Великая Мама поднесла монеты к глазам. На одной стороне сиял герб Сальварсана, шествующий вправо броненосец-армадильо, чье шествие символизировало все большую и большую правоту сальварсанского броненосца, а под ним номинал — 12 кортадо. На реверсе был оттиснут профиль лысого и курносого человека, знакомый всему миру, по кругу шла надпись: «Creemos en el Presidente», («Мы верим в президента»).
Великая Мама с нежностью погладила монеты: это было то самое, что требовалось сегодня.
— Какой прекрасный человек президент, — сказала она, — какой отзывчивый, как тонко чувствует нужды друзей и родственников. Я, разумеется, добавлю к этой сумме кое-какие незначительные средства, надеюсь, ему пока хватит, хотя бы на месяц-другой. Потом я собираюсь мобилизовать дополнительные возможности, в конце концов, в городе у меня десятки крестников, и не только в городе.

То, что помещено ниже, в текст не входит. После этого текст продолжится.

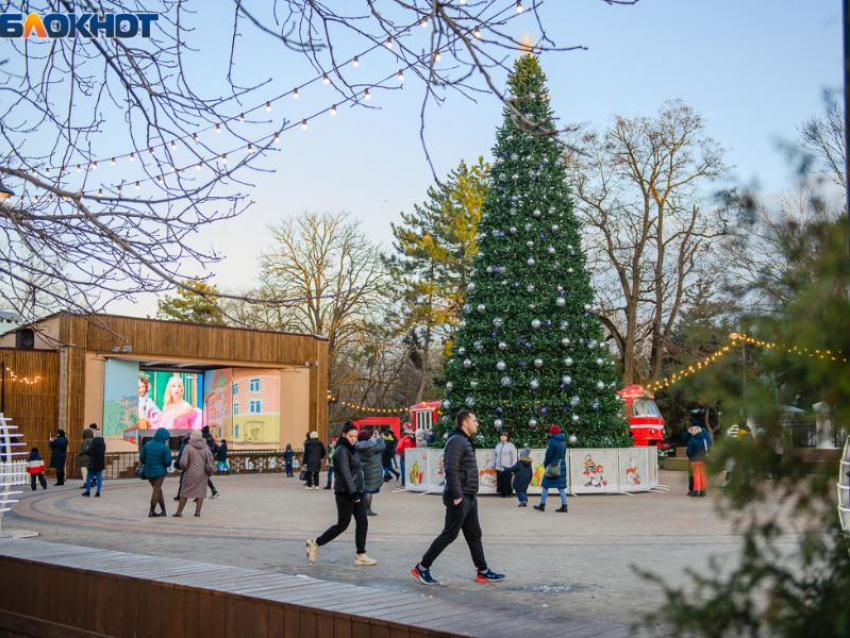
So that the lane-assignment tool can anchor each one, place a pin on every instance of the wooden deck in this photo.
(50, 589)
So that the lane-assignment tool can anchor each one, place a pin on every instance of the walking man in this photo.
(460, 499)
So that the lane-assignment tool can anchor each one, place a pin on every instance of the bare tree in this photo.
(640, 190)
(74, 107)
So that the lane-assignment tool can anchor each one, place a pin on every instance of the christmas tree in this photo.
(530, 352)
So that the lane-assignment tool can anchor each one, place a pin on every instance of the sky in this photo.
(755, 70)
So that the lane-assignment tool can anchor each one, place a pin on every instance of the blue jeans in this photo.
(545, 494)
(98, 476)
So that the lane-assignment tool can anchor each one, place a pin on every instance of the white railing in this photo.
(13, 466)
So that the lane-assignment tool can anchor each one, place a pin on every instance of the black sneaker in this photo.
(488, 576)
(423, 575)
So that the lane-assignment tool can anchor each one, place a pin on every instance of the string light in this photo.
(736, 339)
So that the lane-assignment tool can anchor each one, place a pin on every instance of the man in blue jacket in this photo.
(461, 501)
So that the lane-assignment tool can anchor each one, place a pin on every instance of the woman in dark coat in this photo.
(556, 455)
(369, 450)
(314, 452)
(97, 463)
(348, 490)
(58, 452)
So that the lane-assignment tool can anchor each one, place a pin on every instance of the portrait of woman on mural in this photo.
(149, 413)
(177, 413)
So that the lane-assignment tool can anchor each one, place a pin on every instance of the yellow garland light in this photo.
(735, 339)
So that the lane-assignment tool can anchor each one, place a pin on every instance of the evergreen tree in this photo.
(192, 306)
(530, 352)
(434, 249)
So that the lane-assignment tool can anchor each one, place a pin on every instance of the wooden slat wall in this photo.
(153, 338)
(33, 408)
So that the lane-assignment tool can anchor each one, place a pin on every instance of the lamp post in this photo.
(5, 192)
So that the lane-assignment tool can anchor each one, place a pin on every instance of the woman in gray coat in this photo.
(197, 466)
(369, 450)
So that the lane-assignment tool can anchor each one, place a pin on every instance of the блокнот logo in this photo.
(71, 25)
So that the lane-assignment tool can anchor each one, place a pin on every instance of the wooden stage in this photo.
(51, 589)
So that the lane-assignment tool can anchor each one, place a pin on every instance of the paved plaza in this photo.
(578, 564)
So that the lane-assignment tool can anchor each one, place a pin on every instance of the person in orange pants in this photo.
(697, 452)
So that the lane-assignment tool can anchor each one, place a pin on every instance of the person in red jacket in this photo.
(407, 441)
(35, 468)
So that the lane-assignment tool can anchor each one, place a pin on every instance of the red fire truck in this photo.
(644, 417)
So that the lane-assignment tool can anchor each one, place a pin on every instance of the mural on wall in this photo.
(120, 398)
(255, 405)
(218, 402)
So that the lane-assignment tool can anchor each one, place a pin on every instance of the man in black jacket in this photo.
(460, 499)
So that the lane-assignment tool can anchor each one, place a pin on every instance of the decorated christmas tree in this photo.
(530, 351)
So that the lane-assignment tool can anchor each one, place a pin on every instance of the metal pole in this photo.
(846, 31)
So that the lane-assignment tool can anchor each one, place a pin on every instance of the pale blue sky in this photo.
(756, 69)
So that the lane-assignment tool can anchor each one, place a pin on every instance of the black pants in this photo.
(463, 517)
(345, 508)
(503, 483)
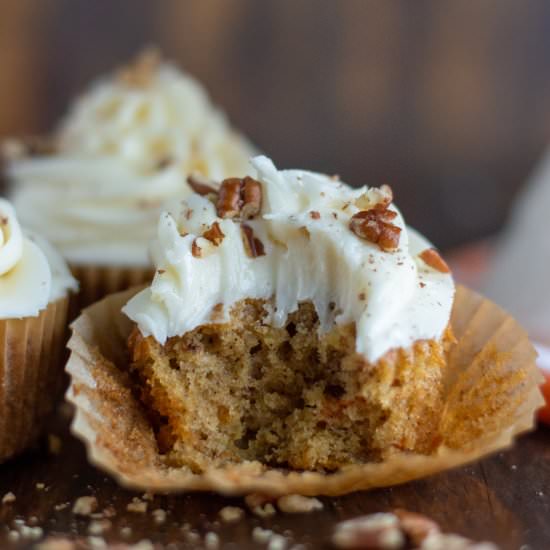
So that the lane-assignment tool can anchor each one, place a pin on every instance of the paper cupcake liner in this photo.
(31, 374)
(492, 393)
(97, 281)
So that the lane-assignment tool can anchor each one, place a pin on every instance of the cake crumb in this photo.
(265, 511)
(54, 444)
(137, 506)
(84, 506)
(126, 532)
(261, 535)
(191, 536)
(13, 536)
(277, 542)
(260, 505)
(230, 514)
(159, 516)
(298, 504)
(211, 541)
(96, 542)
(98, 527)
(32, 533)
(8, 498)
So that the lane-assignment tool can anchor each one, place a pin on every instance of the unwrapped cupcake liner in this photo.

— Как же организуем доставку? — озабоченно спросил жрец. — Пересылать такую сумму можно лишь с очень доверенным человеком, а в ближайшее время у нас никто не ожидается.
Голос Великой Мамы потеплел.
— Как же, завтра с утра жду нашего друга с Доминики. Но скажите, мэтр, ведь монеты очень тяжелы, как вы их довезли? Бедная лошадь!

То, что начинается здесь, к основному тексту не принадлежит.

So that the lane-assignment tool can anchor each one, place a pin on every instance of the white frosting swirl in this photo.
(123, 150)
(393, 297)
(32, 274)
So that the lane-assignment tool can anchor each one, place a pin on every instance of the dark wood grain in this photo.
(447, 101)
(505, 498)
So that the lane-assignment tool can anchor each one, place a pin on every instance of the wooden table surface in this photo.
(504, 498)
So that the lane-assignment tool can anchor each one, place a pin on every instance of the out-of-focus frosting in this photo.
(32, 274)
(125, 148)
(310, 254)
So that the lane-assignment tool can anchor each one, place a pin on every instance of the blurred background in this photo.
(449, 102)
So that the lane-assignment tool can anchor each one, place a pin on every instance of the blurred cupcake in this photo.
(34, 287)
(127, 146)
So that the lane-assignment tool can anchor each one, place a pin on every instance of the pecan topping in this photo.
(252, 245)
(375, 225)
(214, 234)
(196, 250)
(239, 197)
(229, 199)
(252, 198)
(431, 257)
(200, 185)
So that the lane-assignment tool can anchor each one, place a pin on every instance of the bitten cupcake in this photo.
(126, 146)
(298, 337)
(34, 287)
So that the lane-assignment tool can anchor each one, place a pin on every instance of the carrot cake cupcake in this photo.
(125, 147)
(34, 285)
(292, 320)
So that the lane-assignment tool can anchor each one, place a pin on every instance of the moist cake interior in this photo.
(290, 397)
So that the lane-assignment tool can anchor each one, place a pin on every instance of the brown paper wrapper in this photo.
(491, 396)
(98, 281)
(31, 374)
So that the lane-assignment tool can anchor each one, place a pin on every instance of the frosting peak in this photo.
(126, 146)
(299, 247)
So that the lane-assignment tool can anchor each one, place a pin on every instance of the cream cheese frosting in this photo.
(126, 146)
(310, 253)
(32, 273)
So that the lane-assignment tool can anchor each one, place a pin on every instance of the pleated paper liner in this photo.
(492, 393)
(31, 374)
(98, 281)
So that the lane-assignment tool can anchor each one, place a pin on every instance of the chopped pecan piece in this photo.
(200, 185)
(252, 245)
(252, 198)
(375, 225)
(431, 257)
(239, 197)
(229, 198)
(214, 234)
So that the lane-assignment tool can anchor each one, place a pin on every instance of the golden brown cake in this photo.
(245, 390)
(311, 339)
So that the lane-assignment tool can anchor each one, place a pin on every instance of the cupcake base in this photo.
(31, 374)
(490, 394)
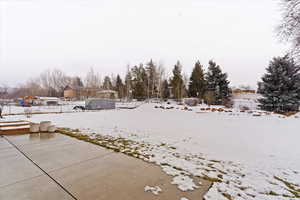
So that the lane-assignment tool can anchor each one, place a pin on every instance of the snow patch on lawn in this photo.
(155, 190)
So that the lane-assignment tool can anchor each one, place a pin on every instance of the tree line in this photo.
(141, 82)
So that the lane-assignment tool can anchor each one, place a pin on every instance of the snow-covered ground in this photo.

Унион сделал отрицательный жест:
— Ничего, мой Фриз — конь сильный, а монеты отчеканены из металла девяносто девятой пробы, что сильно снизило их вес. Хотя, конечно, коню досталось. Но мы с ним старые друзья, много пережили вместе. Кстати.
Унион выудил из часового кармашка на брюках замшевый мешочек.
— Это для дона Тимона на самый крайний случай, если случится нечто совсем непредвиденное.
Он развязал тесьму. На его черной ладони засиял множеством граней густо-синий камень.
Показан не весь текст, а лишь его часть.